The United Way of LaPorte County has leveraged local donations and grants to help front-line workers and others citizens most in need of food, personal protective equipment, child care, learning supports, rent/mortgage assistance, medication, and utility assistance since the COVID pandemic began.

 “Our local youth have been of great concern to us over the past year and a half,” said Kris Pate, executive director of United Way of LaPorte County. “Whether it’s been child care, mental and emotional health, safe learning spaces, technology, or preparing for the next school-year, we’ve done our best to quickly get the funds and services to our youth where they are most needed.”

On Monday, United Way presented a check for $50,000 to Judge Alevizos, Chief Dion Campbell, and Emily Back for youth supports provided by the LaPorte County Juvenile Service Task Force, Inc. These funds will be directed to the Bridge to Manhood Program, Suicide Prevention, and Circuit Court’s Youth Wellness Court to ensure youth with mental/emotional health needs are supported with services rather than incarcerated.

LaPorte Circuit Court has been a Juvenile Detention Alternatives Initiative (JDAI) county for the past seven years and is now expanding into “Deep-End” reform. According to the LaPorte Circuit Court Judge, Thomas Alevizos, “We want to identify the youth who can be diverted out of the juvenile justice system not create more delinquency by placing them in a facility with more serious offenders.” Alevizos cited a Supreme Court Justice who said JDAI helps us send the right kids, to the right programs, for the right amount of time. “Without our partnerships with United Way and others, we couldn’t address our goals as effectively. United Way has been a strong partner in helping us provide effective juvenile programming.”

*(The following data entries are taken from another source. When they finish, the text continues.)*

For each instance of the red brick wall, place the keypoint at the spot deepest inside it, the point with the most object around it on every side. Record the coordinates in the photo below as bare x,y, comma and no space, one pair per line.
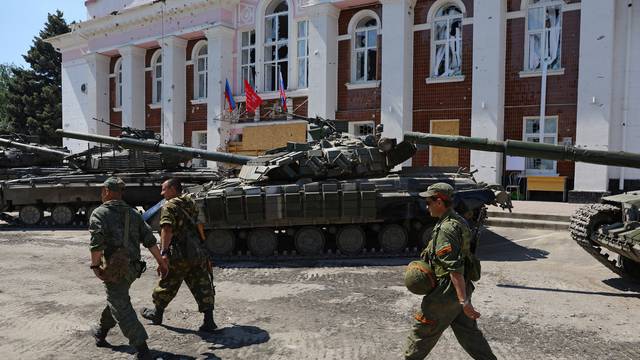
522,95
442,101
361,104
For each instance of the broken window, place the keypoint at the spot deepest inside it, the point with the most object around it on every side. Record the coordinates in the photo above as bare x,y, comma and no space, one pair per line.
303,54
248,59
545,131
365,50
156,68
446,40
276,45
200,66
544,30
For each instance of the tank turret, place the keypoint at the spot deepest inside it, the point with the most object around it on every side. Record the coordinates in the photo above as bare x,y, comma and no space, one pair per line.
529,149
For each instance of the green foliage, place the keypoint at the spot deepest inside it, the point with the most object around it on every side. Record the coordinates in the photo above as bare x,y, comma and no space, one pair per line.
6,72
34,96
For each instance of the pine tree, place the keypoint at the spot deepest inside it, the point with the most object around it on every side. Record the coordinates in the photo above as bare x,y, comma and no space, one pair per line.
34,99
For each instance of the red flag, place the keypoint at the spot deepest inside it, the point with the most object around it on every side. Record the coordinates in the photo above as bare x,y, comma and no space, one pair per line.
253,100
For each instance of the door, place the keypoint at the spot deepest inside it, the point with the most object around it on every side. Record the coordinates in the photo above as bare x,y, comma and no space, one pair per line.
442,156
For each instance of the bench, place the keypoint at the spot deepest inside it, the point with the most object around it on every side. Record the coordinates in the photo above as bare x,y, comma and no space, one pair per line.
547,183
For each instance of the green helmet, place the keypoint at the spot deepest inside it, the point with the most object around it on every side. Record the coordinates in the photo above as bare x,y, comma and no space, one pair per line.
419,278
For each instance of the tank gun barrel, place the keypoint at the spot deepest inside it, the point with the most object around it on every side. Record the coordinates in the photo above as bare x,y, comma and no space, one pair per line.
34,148
529,149
156,146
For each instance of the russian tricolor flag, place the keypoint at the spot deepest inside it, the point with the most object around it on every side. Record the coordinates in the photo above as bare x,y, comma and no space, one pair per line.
228,96
283,95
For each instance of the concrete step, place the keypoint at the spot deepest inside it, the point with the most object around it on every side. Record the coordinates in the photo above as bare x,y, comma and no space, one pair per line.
529,216
528,223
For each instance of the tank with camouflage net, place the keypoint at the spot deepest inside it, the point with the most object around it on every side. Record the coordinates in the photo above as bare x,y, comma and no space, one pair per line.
611,227
336,194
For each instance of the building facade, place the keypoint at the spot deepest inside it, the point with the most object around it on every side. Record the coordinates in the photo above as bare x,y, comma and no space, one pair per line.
485,68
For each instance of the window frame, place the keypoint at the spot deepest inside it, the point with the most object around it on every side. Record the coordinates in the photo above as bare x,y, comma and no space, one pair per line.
305,58
364,14
446,42
156,80
278,43
117,71
249,65
541,135
544,32
195,56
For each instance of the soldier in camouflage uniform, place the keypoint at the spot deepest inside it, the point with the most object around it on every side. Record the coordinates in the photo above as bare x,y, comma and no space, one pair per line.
108,226
188,260
449,304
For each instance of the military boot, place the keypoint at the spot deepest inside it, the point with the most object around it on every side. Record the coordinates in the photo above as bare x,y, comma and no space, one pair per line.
208,325
100,336
142,352
155,315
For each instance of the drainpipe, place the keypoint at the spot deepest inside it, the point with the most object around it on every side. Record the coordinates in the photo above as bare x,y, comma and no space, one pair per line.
627,74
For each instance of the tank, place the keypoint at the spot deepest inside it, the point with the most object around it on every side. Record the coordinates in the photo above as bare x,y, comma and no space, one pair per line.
18,157
609,227
336,194
70,191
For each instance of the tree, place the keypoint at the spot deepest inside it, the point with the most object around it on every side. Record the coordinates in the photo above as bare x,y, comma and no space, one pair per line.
6,73
34,97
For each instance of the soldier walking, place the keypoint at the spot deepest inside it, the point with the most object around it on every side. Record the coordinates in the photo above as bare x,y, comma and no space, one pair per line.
449,304
188,261
117,231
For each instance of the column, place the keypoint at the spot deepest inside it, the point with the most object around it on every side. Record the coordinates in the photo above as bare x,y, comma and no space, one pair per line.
133,86
595,90
220,62
397,68
487,100
174,89
85,96
323,60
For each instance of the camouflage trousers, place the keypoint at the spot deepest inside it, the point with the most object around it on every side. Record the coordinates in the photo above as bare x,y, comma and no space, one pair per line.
197,278
438,312
119,311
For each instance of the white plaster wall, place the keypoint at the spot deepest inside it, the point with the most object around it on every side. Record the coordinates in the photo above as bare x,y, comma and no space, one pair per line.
595,82
75,103
397,68
487,100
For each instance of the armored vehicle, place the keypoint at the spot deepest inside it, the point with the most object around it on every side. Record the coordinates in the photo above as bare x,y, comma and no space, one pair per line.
334,194
70,191
19,158
612,226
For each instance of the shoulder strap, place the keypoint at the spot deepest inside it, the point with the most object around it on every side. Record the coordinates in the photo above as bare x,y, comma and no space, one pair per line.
127,223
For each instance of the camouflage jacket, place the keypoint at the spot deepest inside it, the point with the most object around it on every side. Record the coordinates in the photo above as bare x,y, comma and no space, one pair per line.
107,223
181,213
446,250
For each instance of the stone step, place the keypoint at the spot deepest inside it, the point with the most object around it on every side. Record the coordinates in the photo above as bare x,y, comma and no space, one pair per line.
529,216
528,223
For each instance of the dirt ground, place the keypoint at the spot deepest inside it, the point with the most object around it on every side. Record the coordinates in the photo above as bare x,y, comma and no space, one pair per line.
541,297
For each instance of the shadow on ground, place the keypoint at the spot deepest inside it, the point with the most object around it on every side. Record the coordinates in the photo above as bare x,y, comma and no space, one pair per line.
231,337
495,247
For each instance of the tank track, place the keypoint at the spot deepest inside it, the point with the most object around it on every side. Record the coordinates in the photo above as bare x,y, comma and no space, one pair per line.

Reducing racial and ethnic disparities is one of the strategic focus areas for the court’s JDAI work. LaPorte County 2019 data shows that black male youth were 4.4 times more likely to be securely detained than white males and 8 times more likely to be referred to the Juvenile justice system than white males. As a part of the deep-end reform work, the courts are focusing on black males through the Bridge To Manhood workshops.

These workshops include interactive group discussions that allow youth to speak freely and for themselves. Subject matter includes morals, social norms, and respect (both earned and gained), discrimination (real and perceived), how to create change (in yourself, in others, in policies, in your neighborhood/community), education (pros/cons, peer pressure, teachers, administers), following rules and guidelines (how there are different places and times to act in certain ways), personal experiences (how were you treated by law enforcement, probation, the court), and what could be changed to help youth succeed (policies, attitudes, etc.)

Our current local data shows that well over 10 percent of youth entering the juvenile justice system in La Porte County are affected by some type of mental health issue. The Youth Wellness Court (YWC) is a 6 to 12-month deferral court program for youth who are facing juvenile criminal charges. YWC is a collaborative effort among families, LaPorte Circuit Court, School leaders, treatment providers and other community support agencies. This program provides the family unit a variety of services with consistent supervision and monitoring aimed to support the journey. YWC involves frequent court appearances, behavioral health interventions, school support, and involvement with community support.

While the last of the $1.5 million dollars that United Way of LaPorte County raised for COVID Relief are being distributed throughout the community between now and the end of December, the United Way will kick-off its annual fundraising campaign in September to raise funds to support local agencies in 2022.

Many organizations providing services throughout the county depend on the annual United Way campaign to raise dollars for their regular programming. Annual priorities for funding disbursement include supportive programs for children and youth, financial stability for adults and families, and provisions for basic needs. Please help them continue their work by donating to the United Way annual campaign today or by hosting a campaign rally at your business this year. According to Pate, “The money raised here, stays here!”